Mesa Considers JAK Inhibition in Myelofibrosis

Case-Based Roundtable Meetings SpotlightCase-Based Roundtable Meetings Spotlight: February 2, 2022
Pages: 72

During a Targeted Oncology case-based roundtable event, Ruben Mesa, MD, discussed risk assessment and management of myeloproliferative neoplasms.


Mays Cancer Center at The University of Texas Health San Antonio

MD Anderson Cancer Center

San Antonio, TX


Mays Cancer Center at The University of Texas Health San Antonio

MD Anderson Cancer Center

San Antonio, TX

Targeted OncologyTM: Can you discuss using risk assessment tools in scoring myeloproliferative neoplasms (MPNs)?

MESA: What I tell our fellows is that there’s a prognostic score for every disease [and sometimes] more than one.
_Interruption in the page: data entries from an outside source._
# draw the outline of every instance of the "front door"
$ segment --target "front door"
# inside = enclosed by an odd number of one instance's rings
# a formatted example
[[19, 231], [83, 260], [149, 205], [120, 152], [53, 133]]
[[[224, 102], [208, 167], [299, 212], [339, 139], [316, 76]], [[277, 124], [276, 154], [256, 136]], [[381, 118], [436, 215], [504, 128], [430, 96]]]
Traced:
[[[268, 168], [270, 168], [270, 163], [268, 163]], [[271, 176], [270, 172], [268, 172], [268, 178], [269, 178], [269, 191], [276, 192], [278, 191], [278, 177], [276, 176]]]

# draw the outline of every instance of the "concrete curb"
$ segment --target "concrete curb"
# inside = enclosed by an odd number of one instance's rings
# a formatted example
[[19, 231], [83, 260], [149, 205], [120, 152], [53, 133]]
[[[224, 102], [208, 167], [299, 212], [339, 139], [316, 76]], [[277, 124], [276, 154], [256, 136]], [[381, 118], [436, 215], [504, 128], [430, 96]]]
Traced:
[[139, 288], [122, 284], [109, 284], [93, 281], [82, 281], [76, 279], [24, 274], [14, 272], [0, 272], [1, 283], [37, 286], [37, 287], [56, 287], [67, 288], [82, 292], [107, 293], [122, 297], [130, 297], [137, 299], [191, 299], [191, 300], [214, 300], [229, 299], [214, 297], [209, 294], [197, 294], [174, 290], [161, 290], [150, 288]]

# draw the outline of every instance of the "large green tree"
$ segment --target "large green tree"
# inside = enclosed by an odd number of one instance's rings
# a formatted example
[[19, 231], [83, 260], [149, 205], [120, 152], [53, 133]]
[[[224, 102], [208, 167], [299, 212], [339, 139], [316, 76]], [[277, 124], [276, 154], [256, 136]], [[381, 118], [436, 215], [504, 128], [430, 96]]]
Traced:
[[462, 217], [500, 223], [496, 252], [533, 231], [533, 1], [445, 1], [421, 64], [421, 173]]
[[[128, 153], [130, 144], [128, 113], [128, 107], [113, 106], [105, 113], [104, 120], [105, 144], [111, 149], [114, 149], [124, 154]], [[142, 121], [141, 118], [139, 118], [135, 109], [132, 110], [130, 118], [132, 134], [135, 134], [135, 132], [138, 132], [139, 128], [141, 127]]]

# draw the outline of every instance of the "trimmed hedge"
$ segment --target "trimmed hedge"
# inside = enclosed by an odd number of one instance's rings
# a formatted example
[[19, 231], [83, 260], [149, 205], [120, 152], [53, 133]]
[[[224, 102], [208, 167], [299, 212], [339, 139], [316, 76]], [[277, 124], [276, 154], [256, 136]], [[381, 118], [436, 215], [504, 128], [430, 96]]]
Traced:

Clinicians are busy; you’re trying to keep track of many different diseases. It’s impractical to memorize all these things. I think knowing where to find the scores is helpful, but more importantly, in what situation is it the most helpful?

From my end, I always think that it’s interesting to look at what ends up being predictive and what that tells us about the biology of the disease. Because I see a lot of patients with MPNs, but I might also see CML [chronic myeloid leukemia], MDS [myelodysplastic syndrome], AML [acute myeloid leukemia]; and to some degree, a lot of the prognostic features overlap in these diseases. They’re cousins of one another. With worsening cytopenias, moving more toward AML and higher-risk molecular features, it’s only natural that patients have a worse prognostic score.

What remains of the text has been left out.